The bond changes that calculation. A 2-year service bond in Uttar Pradesh (₹10L penalty) is not necessarily a bad trade — the fee saving over five years is enormous, the rural service keeps your clinical skills sharp, and you can prepare for NEET PG in parallel. A 5-year bond in Tamil Nadu is a more significant commitment: it delays your PG start by an entire career phase.
"The bond is not the cost of the seat. It is the cost of the subsidy."
What makes it a financial risk is when it is not factored in.
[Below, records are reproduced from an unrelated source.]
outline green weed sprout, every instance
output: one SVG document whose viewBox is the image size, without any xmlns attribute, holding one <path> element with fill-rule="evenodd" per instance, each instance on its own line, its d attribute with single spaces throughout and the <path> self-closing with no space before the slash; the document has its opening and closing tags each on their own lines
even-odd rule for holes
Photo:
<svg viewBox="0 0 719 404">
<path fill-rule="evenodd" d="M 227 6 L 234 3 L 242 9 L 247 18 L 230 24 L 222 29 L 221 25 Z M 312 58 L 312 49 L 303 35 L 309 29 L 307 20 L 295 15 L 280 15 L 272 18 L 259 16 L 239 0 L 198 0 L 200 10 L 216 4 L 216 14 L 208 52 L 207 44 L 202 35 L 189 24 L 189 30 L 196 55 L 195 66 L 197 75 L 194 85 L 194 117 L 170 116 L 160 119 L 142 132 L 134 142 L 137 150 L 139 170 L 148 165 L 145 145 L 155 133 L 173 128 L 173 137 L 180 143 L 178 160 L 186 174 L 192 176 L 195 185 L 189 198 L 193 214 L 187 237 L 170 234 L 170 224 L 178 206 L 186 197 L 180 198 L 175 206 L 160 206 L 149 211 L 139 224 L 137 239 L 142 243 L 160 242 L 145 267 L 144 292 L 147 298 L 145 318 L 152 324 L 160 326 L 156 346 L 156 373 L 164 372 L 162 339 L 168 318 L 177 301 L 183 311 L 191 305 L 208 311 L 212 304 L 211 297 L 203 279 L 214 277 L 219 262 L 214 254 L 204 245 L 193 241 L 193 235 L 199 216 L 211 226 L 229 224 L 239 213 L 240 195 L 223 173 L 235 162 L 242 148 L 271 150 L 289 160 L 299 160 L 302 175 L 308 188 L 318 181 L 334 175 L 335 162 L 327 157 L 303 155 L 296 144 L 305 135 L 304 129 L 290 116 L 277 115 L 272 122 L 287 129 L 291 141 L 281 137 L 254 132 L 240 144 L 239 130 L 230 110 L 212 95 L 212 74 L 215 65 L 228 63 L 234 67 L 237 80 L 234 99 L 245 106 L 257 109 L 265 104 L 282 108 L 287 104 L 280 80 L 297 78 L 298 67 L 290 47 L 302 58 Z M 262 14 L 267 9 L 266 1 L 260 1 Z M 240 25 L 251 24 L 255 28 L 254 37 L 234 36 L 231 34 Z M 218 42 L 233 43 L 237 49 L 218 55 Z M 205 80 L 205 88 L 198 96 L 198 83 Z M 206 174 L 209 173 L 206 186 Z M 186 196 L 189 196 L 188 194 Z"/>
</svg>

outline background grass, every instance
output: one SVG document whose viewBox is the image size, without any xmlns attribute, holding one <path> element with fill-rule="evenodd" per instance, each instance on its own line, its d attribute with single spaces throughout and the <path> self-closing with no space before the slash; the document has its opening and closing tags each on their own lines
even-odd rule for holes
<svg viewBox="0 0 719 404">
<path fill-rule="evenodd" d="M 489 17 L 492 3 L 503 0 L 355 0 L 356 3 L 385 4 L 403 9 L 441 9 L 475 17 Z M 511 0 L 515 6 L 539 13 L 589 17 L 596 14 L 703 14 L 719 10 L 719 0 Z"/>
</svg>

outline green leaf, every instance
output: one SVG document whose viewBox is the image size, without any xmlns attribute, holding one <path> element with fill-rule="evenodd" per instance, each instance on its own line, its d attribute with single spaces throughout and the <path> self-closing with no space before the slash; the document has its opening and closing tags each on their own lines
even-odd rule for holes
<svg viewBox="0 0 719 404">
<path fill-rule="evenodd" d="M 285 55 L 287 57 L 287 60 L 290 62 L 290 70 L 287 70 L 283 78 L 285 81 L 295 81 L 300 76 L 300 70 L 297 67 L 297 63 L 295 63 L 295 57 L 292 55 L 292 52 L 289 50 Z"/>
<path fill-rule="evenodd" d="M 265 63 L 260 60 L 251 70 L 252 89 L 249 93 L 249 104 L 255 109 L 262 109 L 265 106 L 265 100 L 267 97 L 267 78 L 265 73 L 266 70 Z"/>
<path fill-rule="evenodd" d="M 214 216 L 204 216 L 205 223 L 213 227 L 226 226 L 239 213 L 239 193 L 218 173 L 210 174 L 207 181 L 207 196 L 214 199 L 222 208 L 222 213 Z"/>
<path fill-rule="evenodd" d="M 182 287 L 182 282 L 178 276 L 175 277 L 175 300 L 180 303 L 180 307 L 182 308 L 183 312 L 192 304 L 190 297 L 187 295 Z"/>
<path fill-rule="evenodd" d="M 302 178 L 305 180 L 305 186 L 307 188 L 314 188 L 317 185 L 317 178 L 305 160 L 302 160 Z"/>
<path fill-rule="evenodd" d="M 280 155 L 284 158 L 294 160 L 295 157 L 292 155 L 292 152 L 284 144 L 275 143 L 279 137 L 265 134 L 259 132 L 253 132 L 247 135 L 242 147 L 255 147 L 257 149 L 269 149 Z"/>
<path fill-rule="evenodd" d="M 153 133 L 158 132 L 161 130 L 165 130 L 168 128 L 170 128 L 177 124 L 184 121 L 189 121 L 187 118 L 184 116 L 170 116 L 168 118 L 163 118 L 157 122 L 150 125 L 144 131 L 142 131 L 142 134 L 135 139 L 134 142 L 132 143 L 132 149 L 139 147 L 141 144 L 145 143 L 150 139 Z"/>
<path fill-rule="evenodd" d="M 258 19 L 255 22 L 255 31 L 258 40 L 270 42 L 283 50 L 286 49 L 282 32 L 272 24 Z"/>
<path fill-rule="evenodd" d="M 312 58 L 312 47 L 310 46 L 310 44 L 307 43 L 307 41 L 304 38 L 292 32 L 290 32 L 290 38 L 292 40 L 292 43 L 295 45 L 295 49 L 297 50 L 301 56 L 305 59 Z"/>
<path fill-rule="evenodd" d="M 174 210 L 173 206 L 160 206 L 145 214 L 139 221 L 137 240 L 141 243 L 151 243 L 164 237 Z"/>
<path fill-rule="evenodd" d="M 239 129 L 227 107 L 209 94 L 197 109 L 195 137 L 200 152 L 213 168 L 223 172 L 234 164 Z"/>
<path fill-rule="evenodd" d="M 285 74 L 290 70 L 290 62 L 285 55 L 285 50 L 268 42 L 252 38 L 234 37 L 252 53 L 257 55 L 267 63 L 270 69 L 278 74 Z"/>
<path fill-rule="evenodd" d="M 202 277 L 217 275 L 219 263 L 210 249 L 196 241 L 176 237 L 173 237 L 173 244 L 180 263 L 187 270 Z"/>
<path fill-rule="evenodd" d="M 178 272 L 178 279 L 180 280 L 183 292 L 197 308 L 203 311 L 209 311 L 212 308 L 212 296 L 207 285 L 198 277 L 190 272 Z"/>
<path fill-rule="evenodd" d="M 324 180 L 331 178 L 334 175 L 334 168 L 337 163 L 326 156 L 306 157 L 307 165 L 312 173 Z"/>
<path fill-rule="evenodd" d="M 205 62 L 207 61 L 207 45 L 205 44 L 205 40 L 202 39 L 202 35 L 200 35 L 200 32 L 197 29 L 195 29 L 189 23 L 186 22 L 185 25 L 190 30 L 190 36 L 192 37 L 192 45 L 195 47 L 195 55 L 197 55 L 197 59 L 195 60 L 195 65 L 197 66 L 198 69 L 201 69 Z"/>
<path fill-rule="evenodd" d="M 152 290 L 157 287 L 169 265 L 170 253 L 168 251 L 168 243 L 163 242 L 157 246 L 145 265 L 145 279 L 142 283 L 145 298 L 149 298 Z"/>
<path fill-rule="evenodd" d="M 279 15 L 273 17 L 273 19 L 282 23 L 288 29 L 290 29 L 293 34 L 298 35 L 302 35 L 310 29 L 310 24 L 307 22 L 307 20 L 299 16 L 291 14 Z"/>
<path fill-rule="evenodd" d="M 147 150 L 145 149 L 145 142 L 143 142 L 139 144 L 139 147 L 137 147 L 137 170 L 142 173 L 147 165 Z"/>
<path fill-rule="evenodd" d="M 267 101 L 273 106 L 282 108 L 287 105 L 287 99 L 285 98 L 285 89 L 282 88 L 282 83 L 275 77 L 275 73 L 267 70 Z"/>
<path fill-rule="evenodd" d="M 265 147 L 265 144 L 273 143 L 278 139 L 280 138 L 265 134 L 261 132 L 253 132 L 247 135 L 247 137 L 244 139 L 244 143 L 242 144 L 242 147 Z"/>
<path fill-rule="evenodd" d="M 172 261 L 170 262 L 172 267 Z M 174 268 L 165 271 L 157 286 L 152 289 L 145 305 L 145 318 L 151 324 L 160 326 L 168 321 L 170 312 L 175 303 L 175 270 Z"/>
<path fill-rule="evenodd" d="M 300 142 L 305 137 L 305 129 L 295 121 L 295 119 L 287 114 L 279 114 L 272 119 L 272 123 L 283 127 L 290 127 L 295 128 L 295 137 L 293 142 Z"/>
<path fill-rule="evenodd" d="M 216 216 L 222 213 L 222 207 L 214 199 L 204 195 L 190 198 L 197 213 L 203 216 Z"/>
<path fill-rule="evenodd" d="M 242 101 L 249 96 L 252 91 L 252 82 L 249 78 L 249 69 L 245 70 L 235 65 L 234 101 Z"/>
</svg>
Families who see a ₹25,000/year fee and plan for private-school-equivalent costs are often blindsided by the bond. The fee is real. The bond is also real. Plan for both.
How to verify a specific college's bond before committing
1. Read the state counselling brochure (not just the fee table). The bond terms are in the prospectus document published by your state DME or authority each year — look for the bond deed, undertaking, or agreement section.
2. Distinguish between service bond and seat-leaving bond. They are separate instruments with separate triggers.
3. Check whether the penalty can substitute for service or whether service is now mandatory (Karnataka from 2024-25; Maharashtra since 2022).
4. Check the Formity college detail page — we show verified bond data per college where available. The bond_amount and bond_duration fields are sourced from official notifications.
5. When in doubt, call the state DME helpline. Official brochure + a direct confirmation is the only safe basis for a financial decision of this size.